Today, the amount owed is almost exactly the same.
Mr. Cardona, 19, is a member of a group of young refugees and immigrants who on Wednesday called for an end to such loans, saying they create unnecessary hardship for families. Canada is also the only country that charges interest on refugee loans.
The group, part of the Vancouver Foundation's Fresh Voices initiative, said the current refugee crisis also requires a faster family reunification process and the establishment of a national standing committee on refugee and migrant youth issues.
"Do we want refugee families who are settling into the country to pay back a refugee loan because that's the best way to invest their time? Or do we want the young people in those families to invest their time in getting an education and going to postsecondary?" Mr. Cardona asked.
Mr. Cardona, along with his mother and his sister, arrived in Canada from Colombia in 2005. They first settled in Quebec before moving to British Columbia in 2007. His mother has since died.
He said the amount owed on the loan recently climbed to as high as $2,900, due to interest.
However, Mr. Cardona said Citizenship and Immigration Canada has agreed to waive the portion involving his mother, bringing the amount owed close to the original total.
Nada Elmasry, who is also a member of the group but came to Canada as an immigrant instead of a refugee, said she's spoken with refugee families who were so burdened by the loans that they had trouble just buying food.
"Yes, they are paying the refugee loans, but that money is being taken away from their basic needs," she said at Wednesday's news conference.
Mary Ellen Turpel-Lafond, B.C.'s representative for children and youth, said last week she would like Ottawa to stop saddling refugees with travel loans. The Immigrant Services Society of B.C. has also criticized the practice.
The Canadian Council for Refugees has said the loans undermine the ability of refugees to contribute to their full potential. It has said refugee youth can be forced to work long hours while going to school and to put off postsecondary education.
Citizenship and Immigration Canada said in a statement that refugees who are to be resettled typically have few personal financial resources and are unable to access traditional lending institutions.

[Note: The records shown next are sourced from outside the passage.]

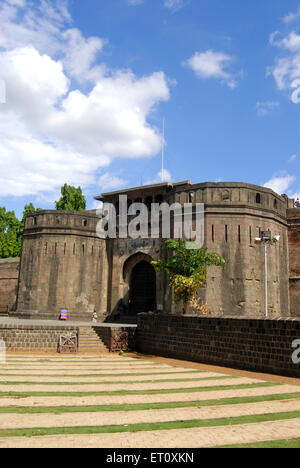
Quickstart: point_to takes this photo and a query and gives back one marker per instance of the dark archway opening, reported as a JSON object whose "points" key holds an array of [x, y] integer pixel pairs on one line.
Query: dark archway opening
{"points": [[142, 295]]}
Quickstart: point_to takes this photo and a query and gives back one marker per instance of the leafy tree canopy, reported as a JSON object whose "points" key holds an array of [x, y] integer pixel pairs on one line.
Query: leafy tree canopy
{"points": [[71, 199], [11, 230], [187, 269]]}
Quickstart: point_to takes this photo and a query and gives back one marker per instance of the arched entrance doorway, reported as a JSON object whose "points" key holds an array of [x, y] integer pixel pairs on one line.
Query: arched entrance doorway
{"points": [[142, 292]]}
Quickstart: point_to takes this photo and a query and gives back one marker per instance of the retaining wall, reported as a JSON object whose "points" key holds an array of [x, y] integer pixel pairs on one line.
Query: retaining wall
{"points": [[251, 344]]}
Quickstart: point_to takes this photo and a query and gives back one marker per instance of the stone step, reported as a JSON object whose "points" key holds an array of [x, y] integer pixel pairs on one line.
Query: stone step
{"points": [[90, 341]]}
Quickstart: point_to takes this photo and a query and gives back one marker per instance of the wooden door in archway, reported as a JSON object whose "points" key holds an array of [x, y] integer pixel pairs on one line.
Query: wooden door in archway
{"points": [[142, 296]]}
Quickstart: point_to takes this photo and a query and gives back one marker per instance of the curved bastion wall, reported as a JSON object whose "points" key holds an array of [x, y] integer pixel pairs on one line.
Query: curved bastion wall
{"points": [[63, 264], [235, 215]]}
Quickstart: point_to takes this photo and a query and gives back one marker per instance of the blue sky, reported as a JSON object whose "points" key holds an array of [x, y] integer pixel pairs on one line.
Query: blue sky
{"points": [[88, 85]]}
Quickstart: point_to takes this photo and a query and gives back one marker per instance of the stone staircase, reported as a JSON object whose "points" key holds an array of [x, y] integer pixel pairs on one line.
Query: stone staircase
{"points": [[90, 342]]}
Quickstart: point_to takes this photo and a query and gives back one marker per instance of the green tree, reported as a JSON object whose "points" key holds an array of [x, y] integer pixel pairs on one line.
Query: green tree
{"points": [[71, 199], [11, 230], [187, 269], [10, 239]]}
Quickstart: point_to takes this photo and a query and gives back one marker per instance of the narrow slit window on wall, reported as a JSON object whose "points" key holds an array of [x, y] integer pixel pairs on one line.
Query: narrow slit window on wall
{"points": [[225, 195]]}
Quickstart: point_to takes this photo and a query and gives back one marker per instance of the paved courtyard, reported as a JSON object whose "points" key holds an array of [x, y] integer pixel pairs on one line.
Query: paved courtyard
{"points": [[110, 401]]}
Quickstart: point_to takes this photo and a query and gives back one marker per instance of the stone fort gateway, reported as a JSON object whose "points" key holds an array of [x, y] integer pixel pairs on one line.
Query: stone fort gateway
{"points": [[64, 263]]}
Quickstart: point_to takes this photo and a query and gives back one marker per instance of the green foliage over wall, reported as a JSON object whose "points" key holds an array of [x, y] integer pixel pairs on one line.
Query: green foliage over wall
{"points": [[187, 269], [11, 230], [71, 199]]}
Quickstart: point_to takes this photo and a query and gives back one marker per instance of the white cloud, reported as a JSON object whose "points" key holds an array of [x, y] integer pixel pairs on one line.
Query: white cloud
{"points": [[111, 182], [280, 183], [290, 17], [51, 131], [175, 5], [134, 2], [292, 158], [212, 64], [264, 108], [287, 66]]}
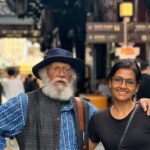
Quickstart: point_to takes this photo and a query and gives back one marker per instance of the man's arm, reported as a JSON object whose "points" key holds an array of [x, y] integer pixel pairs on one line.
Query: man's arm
{"points": [[2, 143], [12, 117]]}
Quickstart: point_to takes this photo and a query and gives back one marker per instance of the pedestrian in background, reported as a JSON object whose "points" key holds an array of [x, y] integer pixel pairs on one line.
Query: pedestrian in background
{"points": [[144, 89]]}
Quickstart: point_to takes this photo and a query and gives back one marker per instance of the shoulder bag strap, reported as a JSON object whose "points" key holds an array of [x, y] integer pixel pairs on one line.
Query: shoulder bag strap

It said the loans provide access to funding that would otherwise not be available, and cover medical examinations that are required to establish a person's admissibility to Canada.
"At any time, people facing hardships can request a review of their repayment arrangement so as not to create further undue burdens," the statement read, adding that the federal government has received $91 back on each $100 it has lent since the program's inception.